The mammalian immune system has evolved to tolerate commensal microbes that inhabit our mucosal surfaces. Two recent studies explore how intestinal immunity achieves this state of tolerance and show that IgA enforces commensalism of pathobiont Candida species.

Fungi are common components of the mammalian intestinal microbiota, known as the mycobiota1. In healthy people, these fungal communities interact largely with the intestinal mucosa as non-pathogenic commensal microbes2. However, several studies have indicated that some members, including Candida species (spp.), can aggravate serious chronic inflammatory bowel diseases (IBD), like Crohn’s disease (CD) and ulcerative colitis (UC)2. Commensal intestinal Candida spp. can also be detected in the bloodstream and can cause lethal systemic infections, especially in individuals with a compromised immune system, such as patients who have received an organ transplant3. Until now, it has not been clear how fungal species with the potential to cause disease can safely inhabit the intestinal mucosa without causing harm. Two articles, by Doron et al.4 in this issue of Nature Microbiology and by Ost et al.5 in Nature, provide new insights by showing that the intestinal mucosa induces an immunoglobulin A (IgA) response that specifically targets pathogenic fungal morphologies of Candida spp. (Fig. 1). These findings reveal that there is a homeostatic anti-fungal response in the healthy gut mucosa that enforces commensalism and helps to reduce the impact of Candida-associated tissue pathology in a mouse model of colitis.

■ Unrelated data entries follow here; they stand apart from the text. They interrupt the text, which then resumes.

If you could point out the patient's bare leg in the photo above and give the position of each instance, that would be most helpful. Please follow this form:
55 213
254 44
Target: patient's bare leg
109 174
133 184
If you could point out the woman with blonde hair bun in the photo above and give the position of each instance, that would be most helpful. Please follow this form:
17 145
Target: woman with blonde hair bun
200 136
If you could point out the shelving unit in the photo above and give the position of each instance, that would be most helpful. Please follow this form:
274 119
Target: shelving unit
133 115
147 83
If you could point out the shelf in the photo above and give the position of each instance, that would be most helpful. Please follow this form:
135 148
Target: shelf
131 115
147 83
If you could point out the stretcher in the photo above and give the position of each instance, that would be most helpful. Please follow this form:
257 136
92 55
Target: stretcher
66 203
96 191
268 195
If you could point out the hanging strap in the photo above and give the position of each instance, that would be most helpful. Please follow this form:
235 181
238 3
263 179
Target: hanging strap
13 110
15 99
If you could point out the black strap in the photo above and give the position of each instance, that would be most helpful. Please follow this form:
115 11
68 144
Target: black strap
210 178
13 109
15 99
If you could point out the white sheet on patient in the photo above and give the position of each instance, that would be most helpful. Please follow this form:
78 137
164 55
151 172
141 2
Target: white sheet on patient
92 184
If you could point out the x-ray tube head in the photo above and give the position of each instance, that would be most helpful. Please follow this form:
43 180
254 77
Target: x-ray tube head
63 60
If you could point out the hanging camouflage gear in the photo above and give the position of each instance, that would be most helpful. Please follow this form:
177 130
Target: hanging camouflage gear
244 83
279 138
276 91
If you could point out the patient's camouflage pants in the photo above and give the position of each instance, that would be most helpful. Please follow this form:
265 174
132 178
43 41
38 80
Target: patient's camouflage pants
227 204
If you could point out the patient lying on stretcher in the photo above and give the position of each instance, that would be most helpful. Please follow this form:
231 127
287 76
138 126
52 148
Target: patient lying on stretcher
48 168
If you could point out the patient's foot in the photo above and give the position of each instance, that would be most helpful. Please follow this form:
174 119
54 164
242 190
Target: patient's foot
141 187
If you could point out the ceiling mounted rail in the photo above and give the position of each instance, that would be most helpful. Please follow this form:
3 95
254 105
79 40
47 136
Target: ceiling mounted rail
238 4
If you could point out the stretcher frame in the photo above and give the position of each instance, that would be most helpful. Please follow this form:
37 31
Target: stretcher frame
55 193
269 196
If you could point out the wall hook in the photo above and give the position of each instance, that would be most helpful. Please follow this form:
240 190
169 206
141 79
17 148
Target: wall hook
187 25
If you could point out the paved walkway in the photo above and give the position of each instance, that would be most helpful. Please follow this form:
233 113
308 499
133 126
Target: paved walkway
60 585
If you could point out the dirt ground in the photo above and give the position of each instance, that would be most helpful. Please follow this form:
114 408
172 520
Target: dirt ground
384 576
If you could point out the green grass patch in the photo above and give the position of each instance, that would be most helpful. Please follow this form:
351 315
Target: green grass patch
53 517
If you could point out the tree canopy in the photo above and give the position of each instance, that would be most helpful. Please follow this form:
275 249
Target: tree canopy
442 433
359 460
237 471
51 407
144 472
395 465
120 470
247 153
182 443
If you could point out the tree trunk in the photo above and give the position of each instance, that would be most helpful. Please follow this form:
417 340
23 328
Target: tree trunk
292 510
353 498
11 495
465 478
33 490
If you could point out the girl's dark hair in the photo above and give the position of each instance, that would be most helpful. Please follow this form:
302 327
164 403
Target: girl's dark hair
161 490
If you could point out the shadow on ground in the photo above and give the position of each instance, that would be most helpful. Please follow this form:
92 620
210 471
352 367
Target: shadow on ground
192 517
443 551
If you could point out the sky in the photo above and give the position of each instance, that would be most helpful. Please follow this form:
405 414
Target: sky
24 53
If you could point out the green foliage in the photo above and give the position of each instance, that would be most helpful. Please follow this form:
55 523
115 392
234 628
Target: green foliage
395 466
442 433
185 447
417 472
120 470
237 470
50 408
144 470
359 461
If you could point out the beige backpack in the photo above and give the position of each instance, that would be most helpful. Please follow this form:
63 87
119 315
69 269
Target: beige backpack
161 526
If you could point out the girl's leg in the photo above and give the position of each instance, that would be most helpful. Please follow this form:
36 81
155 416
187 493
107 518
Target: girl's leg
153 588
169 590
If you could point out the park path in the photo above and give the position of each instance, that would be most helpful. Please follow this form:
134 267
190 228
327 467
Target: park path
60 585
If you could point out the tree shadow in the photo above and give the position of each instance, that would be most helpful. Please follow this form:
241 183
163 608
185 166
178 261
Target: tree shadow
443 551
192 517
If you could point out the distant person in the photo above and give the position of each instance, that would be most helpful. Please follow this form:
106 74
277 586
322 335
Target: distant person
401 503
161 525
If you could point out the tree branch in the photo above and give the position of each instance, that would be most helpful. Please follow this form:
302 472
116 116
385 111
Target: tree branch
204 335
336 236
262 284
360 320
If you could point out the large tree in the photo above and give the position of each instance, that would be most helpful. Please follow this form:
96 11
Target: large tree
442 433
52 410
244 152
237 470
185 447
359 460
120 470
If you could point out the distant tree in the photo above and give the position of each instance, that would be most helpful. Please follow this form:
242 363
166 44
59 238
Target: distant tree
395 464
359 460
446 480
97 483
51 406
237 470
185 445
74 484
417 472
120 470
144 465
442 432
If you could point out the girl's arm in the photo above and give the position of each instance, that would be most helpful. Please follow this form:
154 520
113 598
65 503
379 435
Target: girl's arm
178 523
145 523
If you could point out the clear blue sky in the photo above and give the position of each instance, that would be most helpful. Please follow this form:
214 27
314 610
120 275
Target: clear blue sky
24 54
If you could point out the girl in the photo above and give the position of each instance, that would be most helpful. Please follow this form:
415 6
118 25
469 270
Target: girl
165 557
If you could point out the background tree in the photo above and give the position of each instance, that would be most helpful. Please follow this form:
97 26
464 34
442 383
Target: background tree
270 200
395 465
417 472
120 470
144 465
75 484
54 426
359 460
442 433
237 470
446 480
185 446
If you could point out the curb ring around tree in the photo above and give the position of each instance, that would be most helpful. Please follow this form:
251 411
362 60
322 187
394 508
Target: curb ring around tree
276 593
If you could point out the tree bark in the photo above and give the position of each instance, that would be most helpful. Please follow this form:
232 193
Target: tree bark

Fig. 1: IgA targets Candida hyphae–associated virulence factors.
figure 1

Candida species are commonly found within the mammalian mycobiota in the gut lumen and usually interact with healthy gut mucosa as non-pathogenic yeasts. The intestinal mucosa can induce an IgA response that specifically targets Candida hyphae, resulting in commensalism of Candida yeast cells. The tissue-damaging virulence factors expressed by hyphae are targets of anti-Candida IgA, and this response is dependent on the presence of B and T cells within the lamina propria. How hyphae induce T- and B-cell responses is currently unclear. In addition, IgA can limit intestinal tissue damage caused by hyphal forms of Candida species; however, this is dysregulated in IBD, such as CD.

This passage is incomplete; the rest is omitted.